These pillowy Dutch mini pancakes are made from a yeasted buckwheat batter and cooked in a special indented pan that gives them their signature round, fluffy shape. Traditionally enjoyed at outdoor markets across the Netherlands, they are served warm with a knob of butter and a generous dusting of powdered sugar. The yeasted batter creates an airy, tender bite that is hard to resist.
Prep Time20 mins
Cook Time25 mins
Total Time45 mins
Servings4
Yieldabout 28 mini pancakes
Nutrition Facts
Per serving (estimated)
- 460 kcalCalories
- 19 gFat
- 11 gSaturated Fat
- 60 gCarbs
- 3 gFiber
- 22 gSugar
- 11 gProtein
- 220 mgSodium
- 260 mgPotassium
- 130 mgCalcium
- 1.8 mgIron
- 1 mgVitamin C
- 380 mcgVitamin A
Ingredients
For the batter
- 1 cup (125 g) all-purpose flour
- 1/2 cup (60 g) buckwheat flour
- 2 tsp active dry yeast
- 1 1/4 cups (300 ml) whole milk, lukewarm (about 100°F / 38°C)
- 2 large eggs, lightly beaten
- 2 tbsp granulated sugar
- 1/2 tsp fine salt
- 2 tbsp unsalted butter, melted and cooled
For serving
- 4 tbsp unsalted butter, softened
- 1/2 cup (60 g) powdered sugar, for dusting
- Fresh strawberries or blueberries (optional)
- Warm maple syrup or Dutch stroop, for drizzling (optional)
Directions
- In a large bowl, whisk together the all-purpose flour, buckwheat flour, granulated sugar, and salt. In a small bowl, stir the yeast into the lukewarm milk and let stand for about 5 minutes until foamy.
- Pour the yeast mixture, beaten eggs, and melted butter into the dry ingredients and whisk until smooth, about 1 minute. The batter should be quite thin, similar to heavy cream; add a splash more milk if needed.
- Cover the bowl with a clean kitchen towel and let the batter rise in a warm spot for 45 to 60 minutes, until foamy and nearly doubled in volume. Give it a gentle stir to deflate before cooking.
- Heat a poffertjes pan over medium-low heat and brush each indentation lightly with melted butter. Once a drop of water sizzles on the surface, the pan is ready.
- Using a small pitcher or squeeze bottle, fill each indentation about two-thirds full with batter. Cook for 2 to 3 minutes, until the tops look dry and set and small bubbles have popped on the surface.
- Carefully flip each pancake with a skewer or small fork and cook for another 1 to 2 minutes, until golden brown on the bottom and cooked through. Transfer to a warm plate and keep them in a low oven.
- Repeat with the remaining batter, brushing the pan lightly with butter between batches, until all the pancakes are cooked.

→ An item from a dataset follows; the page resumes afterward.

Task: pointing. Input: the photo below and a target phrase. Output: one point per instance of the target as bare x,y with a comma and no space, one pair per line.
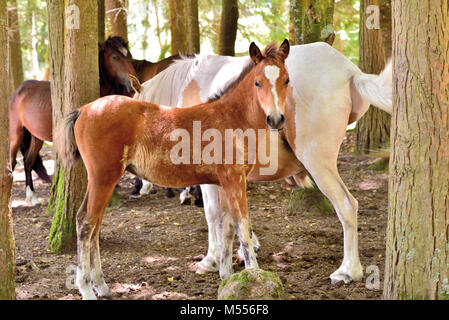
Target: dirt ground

- To serve, arrange the warm mini pancakes on plates, top each portion with a knob of butter, and dust generously with powdered sugar. Add fresh berries and a drizzle of syrup or stroop alongside, if desired.
Cook’s Notes
- If you do not have a traditional poffertjes pan, use a takoyaki pan or an aebleskiver pan; in a pinch, cook them as tiny silver-dollar pancakes in a nonstick skillet.
- The batter should be very thin. If it thickens while standing, whisk in a tablespoon of milk to loosen it before cooking the next batch.
- Poffertjes are best enjoyed fresh and warm, but leftovers keep in an airtight container in the fridge for up to 2 days and re-toast beautifully in a buttered skillet.
- For an extra-soft crumb, let the batter rise a second time for 30 minutes after deflating; this is the traditional market-stall method used by Dutch vendors.
- For an authentic sweet-savory finish, replace the powdered sugar with warm Dutch stroop drizzled over the butter just before eating.